Negli ultimi venti anni problemi di soldi, lui non ne ha mai avuti. Nemmeno quando gli inquirenti hanno sequestrato alla moglie Ermelinda tre milioni in una banca di Montecarlo si è agitato troppo: milione più milione meno contano poco per gli Scissionisti che gestiscono la cocaina. 
I magistrati, la Guardia di Finanza e gli uomini della Narcotici che sono riusciti a incastrare i big del traffico hanno fatto e rifatto i conti del clan e i numeri che hanno ricavato sono, quelli sì, da sballo. 

La traccia giusta la ha fornita Raffaele Stanchi, il contabile del clan morto ammazzato nei primi giorni del gennaio 2012: in casa sua sono stati trovati i conti dello spaccio ed è stato quindi possibile fissare alcuni dati. Il primo: un chilo di cocaina che viene comprato in Sud America per 5000 euro viene rivenduto dai trafficanti a 42 mila euro. Un guadagno netto di 37 mila euro per ogni chilo incassato da chi compra, per così dire, alla fonte.
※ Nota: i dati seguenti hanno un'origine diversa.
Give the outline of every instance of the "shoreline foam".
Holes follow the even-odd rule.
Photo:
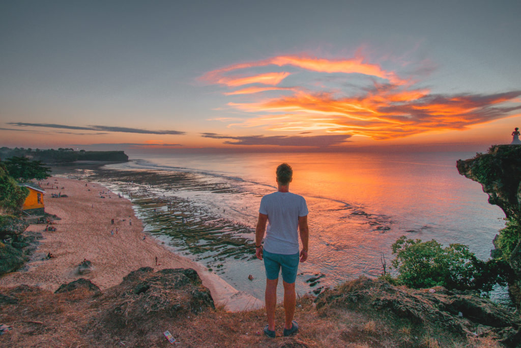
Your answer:
[[[45,229],[43,224],[31,225],[28,231],[43,235],[37,255],[51,253],[56,257],[37,259],[28,264],[27,271],[4,275],[0,278],[0,286],[26,284],[54,291],[64,283],[85,278],[103,291],[119,284],[123,277],[140,267],[151,267],[155,270],[189,268],[197,272],[217,305],[224,306],[232,311],[264,305],[258,299],[237,290],[218,275],[209,272],[202,265],[159,245],[156,238],[143,239],[146,235],[143,233],[143,224],[127,199],[118,198],[97,183],[57,177],[45,182],[43,186],[47,193],[45,210],[61,220],[55,222],[56,232],[42,232]],[[51,197],[51,193],[59,192],[68,197]],[[105,198],[101,198],[102,196]],[[111,223],[111,219],[115,220],[114,224]],[[115,231],[113,236],[111,230]],[[160,266],[155,264],[156,256]],[[84,258],[92,262],[94,269],[82,275],[77,270]]]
La seconda cosa importante i magistrati l’hanno saputa dai pentiti: ogni anno arrivano a Napoli, varcando frontiere diverse, tre partite di coca da duemila chilogrammi. Quindi chi le movimenta (per gli inquirenti Raffaele Amato, Mario Cerrone e Raffaele Imperiale) incassa 220 milioni all’anno senza mai nemmeno toccare la droga, ma semplicemente spostando i capitali messi a disposizione da un cartello originariamente formato Paolo Di Lauro e dai suoi soci. 

Certo, a raccontarla così sembra facile: ma l’impresa messa in piedi dalla droga Spa continua a fiorire grazie a un gesto quasi da kamikaze. Quando negli anni Novanta il gruppo di delinquenti cresciuto «Miezz’all’Arco», a Secondigliano, decise di andare a comprare la droga direttamente dai produttori, fu Raffaele Amato. Lelluccio ‘o parente, a restare ostaggio dei narcos fino a quando Paolo di Lauro non pagò fino all’ultima lira (allora c’era la lira) del primo carico.

Poi il commercio ha dato i suoi frutti e i guadagni hanno continuato a crescere anche perché nel frattempo i Di Lauro boys hanno fatto una seconda «pensata»: inondare di cocaina il mercato della droga vendendola a prezzi stracciati. Un lusso che solo loro si potevano permettere visto che compravano direttamente alla fonte. E così in quel grande supermarket chiamato Scampia (la migliore merce al miglior prezzo) non si videro più solo quegli zombie degli eroinomani, ma anche operai, impiegati, e anche qualche casalinga. 

La gestione diretta delle piazze da parte dei boss di Secondigliano e Scampia faceva crescere i guadagni. Venduto al dettaglio un chilo di droga si moltiplicava di cinque volte. Una dose con 0.20 grammi di coca si vendeva, e si vende ancora, a tredici euro. Quindi un chilo rende 65 mila euro ai quali, però vanno sottratte le spese: dagli stipendi dei detenuti a quelli dei pali, dal costo dell’affito a quello delle bollette. Ma gli incassi sono enormi: 130 milioni solo per i duemila chili venduti direttamente a Napoli. Il doppio per quelli smerciati nel resto d’Italia. In tutto quasi quattrocento milioni all’anno che finiscono nelle mani di trafficanti, spacciatori, pali, killer, organizzazioni che spostano il denaro, professionisti che gestiscono le società fittizie.